Stanley Crawford, in arte Wei Ling Soo, è un abilissimo illusionista che l’amico Howard convince a recarsi in Costa Azzurra nella residenza dei Catledge per smascherare la sedicente medium Sophie Baker, che approfitta della propria abilità per ottenere dai ricchi inglesi i finanziamenti necessari per l’avvio in grande stile della propria attività. Stanley dà per scontato di ingoiare in un solo boccone la fanciulla, ma dovrà fare i conti con la fascinazione, le atmosfere romantiche, la suggestione e, soprattutto, un imprevisto innamoramento. A un certo punto, insomma, sarà quasi convinto che Sophie non usa trucchi. E anche quando si convincerà del contrario, nulla potrà contro i segnali dell’amore.
Diciamo che Allen è molto bravo a far dimenticare che, in fondo, non sono un indagatore scientifico e una finta medium a confrontarsi. Lei è certamente una finta medium, ma lui è sicuramente un illusionista. Si tratta pertanto di due soggetti che lavorano nel medesimo campo e con le medesime finalità: orchestrare innocenti bugie per far sì che la gente trovi nell’illusione un minimo di conforto (illusorio, appunto) alla durezza della vita quotidiana.
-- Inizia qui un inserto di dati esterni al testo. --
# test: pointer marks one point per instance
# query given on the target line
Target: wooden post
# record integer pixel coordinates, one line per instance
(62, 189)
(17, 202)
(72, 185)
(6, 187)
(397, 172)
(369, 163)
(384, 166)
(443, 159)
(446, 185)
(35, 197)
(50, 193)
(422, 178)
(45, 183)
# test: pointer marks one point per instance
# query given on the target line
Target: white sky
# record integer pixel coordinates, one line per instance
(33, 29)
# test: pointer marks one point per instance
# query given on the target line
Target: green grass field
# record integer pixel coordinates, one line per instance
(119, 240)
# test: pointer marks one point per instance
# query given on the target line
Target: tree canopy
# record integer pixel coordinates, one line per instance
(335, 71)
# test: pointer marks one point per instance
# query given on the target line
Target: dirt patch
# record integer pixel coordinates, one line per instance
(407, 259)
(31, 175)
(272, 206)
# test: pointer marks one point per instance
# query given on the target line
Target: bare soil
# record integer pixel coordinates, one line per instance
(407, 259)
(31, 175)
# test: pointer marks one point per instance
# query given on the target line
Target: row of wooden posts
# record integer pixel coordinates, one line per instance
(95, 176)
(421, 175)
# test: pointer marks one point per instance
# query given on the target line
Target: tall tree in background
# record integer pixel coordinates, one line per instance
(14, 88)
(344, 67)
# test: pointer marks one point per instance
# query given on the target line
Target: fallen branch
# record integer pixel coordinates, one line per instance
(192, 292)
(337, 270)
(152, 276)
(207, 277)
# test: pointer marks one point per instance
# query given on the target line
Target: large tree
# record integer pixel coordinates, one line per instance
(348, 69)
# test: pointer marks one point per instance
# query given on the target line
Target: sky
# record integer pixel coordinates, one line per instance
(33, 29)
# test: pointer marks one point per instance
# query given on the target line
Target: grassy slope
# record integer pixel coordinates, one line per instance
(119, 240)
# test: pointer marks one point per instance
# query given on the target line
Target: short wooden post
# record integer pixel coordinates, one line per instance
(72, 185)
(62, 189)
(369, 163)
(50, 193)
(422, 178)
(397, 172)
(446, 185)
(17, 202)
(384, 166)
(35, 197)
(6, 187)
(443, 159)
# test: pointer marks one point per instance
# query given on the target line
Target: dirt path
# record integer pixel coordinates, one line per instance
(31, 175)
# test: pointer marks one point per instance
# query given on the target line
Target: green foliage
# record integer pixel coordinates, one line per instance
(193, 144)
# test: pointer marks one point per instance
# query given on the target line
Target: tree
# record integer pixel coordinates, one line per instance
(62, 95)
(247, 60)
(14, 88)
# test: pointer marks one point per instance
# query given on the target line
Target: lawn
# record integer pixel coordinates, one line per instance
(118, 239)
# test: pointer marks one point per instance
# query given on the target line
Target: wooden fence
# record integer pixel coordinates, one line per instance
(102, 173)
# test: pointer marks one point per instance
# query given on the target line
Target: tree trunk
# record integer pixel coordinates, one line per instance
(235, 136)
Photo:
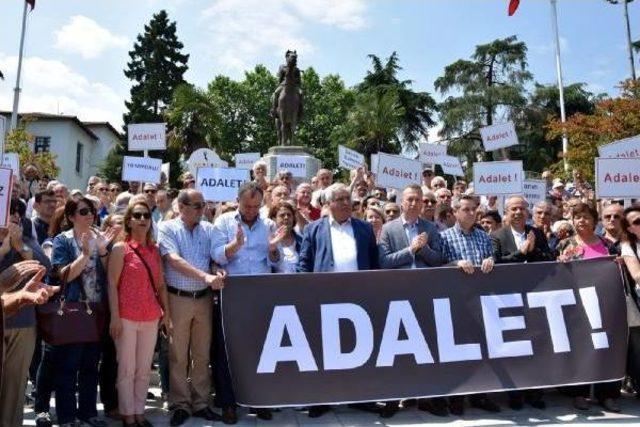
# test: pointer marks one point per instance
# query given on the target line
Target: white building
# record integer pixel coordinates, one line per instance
(79, 147)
La Costa Azzurra del 1928 è senza dubbio un capolavoro di ricostruzione filologica, accompagnata da una musica che svaria da Cole Porter a Beethoven, da Ravel a Stravinsky al jazz di Ager e Rodgers.
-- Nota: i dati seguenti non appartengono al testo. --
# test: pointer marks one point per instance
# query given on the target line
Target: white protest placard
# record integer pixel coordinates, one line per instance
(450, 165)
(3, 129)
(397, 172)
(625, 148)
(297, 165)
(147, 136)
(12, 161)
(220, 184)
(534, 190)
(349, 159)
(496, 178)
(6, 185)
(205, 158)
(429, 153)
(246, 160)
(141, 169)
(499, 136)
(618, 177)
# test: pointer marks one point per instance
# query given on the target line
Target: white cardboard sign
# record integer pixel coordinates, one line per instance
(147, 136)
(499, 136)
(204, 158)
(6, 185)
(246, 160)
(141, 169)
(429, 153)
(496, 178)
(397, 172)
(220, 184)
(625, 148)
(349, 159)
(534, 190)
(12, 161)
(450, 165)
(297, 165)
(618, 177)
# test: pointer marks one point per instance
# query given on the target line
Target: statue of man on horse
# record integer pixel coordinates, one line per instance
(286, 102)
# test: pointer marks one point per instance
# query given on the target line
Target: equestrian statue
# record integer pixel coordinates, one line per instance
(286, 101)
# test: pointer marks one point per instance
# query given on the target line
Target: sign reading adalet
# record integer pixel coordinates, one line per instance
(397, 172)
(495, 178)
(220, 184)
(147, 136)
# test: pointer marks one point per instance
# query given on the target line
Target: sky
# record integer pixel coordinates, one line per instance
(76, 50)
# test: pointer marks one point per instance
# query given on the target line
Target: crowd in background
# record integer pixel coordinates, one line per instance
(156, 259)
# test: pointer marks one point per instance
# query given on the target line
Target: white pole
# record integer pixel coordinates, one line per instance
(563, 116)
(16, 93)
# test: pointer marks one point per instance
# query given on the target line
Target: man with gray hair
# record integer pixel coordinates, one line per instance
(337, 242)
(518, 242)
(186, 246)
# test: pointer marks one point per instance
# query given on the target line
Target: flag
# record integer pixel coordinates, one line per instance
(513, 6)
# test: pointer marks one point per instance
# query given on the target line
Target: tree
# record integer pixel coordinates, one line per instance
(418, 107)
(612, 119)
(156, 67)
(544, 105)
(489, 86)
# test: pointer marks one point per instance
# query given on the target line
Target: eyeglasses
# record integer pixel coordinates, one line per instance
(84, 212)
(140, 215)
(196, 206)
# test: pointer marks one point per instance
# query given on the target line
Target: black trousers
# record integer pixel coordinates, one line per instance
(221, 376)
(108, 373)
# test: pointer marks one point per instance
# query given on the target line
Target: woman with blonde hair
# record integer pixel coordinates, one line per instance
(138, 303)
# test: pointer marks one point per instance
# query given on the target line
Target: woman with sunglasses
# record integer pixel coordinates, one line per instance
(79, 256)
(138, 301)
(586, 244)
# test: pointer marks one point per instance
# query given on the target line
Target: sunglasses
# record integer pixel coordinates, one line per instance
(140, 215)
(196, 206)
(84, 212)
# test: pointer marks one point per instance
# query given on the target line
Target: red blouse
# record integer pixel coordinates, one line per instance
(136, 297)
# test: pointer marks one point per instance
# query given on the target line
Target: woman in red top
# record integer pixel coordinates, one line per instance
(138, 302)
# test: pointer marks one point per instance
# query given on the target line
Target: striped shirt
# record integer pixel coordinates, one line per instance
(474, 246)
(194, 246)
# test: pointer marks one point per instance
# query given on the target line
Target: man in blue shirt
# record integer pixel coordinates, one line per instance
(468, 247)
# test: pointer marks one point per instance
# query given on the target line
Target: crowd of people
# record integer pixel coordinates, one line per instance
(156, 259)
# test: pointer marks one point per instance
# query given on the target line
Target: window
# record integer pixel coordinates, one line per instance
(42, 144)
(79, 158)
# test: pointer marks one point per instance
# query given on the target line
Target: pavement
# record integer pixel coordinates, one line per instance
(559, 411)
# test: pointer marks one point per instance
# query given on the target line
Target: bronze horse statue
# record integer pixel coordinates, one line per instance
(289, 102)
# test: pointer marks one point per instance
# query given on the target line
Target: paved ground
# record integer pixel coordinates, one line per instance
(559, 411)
Possiamo arrivare a dire che non c’è niente che non funzioni a dovere. Ma contemporaneamente ci tocca rilevare come il meccanismo sia già conosciuto, le strade già percorse, la verve assai meno brillante. «Magic in the Moonlight», se consideriamo la frequenza annuale dei film dell’autore newyorkese, appartiene di diritto al versante delle opere interlocutorie che rappresentano una pausa di riposo in attesa di (tutti se lo augurano) nuovi approfondimenti, non importa se seri o faceti dal momento che la natura stessa di Allen gli impedisce da tempo di separare le due componenti.